De Soto and his team believe that by their calculation, the total value of the real estate held but not legally owned by the poor of the Third World and former communist nations is at least US$9.3 trillion. This is twice as much as the total U.S money supply in circulation and very nearly as much as the total value of all the companies listed on the main stock exchanges of the world's 20 most-developed countries.

According to most estimates, the extralegal sectors in the developing world house 50 percent to 75 percent of all working people and are responsible for one-fifth to more than two-thirds of total economic output of the Third World.

Imagine all those assets being capitalized, potentially used as development capital! These assets not only far exceed the holdings of the government, the local stock exchanges, and foreign direct investment; they are many times greater than all the aid from advanced nations and all the loans extended by the World Bank. As such, relieving the poverty of the extralegal sector will no longer be a charitable cause to be undertaken only when it is fashionable or politically correct.
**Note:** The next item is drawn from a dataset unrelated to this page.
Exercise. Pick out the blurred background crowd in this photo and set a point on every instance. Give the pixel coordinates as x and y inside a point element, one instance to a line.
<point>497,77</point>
The future of the extralegal is the future of nations and is the source for growth!

De Soto argues it is therefore more important to establish a (legal) system that would allow assets to be readily used by the majority of the world's population to create a surplus of wealth by taking advantage of the expanding market economy, than to simply deliver property to them.

De Soto suggests that the consensus-based extralegal arrangements that have been prevailing in developing and former communist countries should be made the source of legitimacy in laws that would legalize extralegal arrangements. "Law must be discovered before it is enacted", he wrote. He recalled his time in Indonesia, and wrote that one source of law should be the "Jukum Adat". He means "hukum adat", the traditional arrangements among many Indonesian ethnic communities.

More than just legal confirmation of ownership per se, a legal system that de Soto argues for must include a mechanism that allows the population at large to fix economic rights over their assets in representations protected by law in a way cheaper than their competitors in the extralegal world. His argument comes in the form of a rediscovery of the history of capitalism in the now advanced nations.

His reading of miners, squatters and settlers in the U.S. during the 18th and 19th centuries is, for example, relevant to the problems faced by Indonesia everywhere. A current example is Palu, Central Sulawesi, where local lawmakers have to decide to whom to give mining concessions: the traditional individual miners, who have been there for decades, or big corporations that are only now requesting a concession.

Even if Indonesians do not agree with this book's main proposition, it points to one issue that all would probably agree upon. This is that whatever legal reform we wish to make, the crucial change is to adapt the law to the social and economic needs of the majority of the population. In other words, our lawyers and lawmakers need to take a much more progressive stance and work hard from that. Otherwise, they will simply prolong the frustration that many of us have felt about a lazy, uninspired, positivist attitude among many of them.

With the advance of capitalism itself, we might wonder if the concept of property should not be expanded to include other properties, such as intellectual property, upon which people in developing nations have much to capitalize if only a good legal system were in place. Intellectual property rights are as important to the rich as the poor, especially within the context of multicultural Indonesia, where people have for centuries collectively invented many crafts, techniques and medicines not represented in modern records -- hence not easily capitalized.

Moreover, perhaps a detailed study of Japanese history of capitalism would have been perceived as closer to home than the American and European examples. It is curious, therefore, that de Soto did not include such a study. But his argument is essentially an anticulturalist approach. He does not believe that the failure of capitalism outside the West has to do with native cultures. However, does he include Japan when he referred to "everywhere else" outside the West?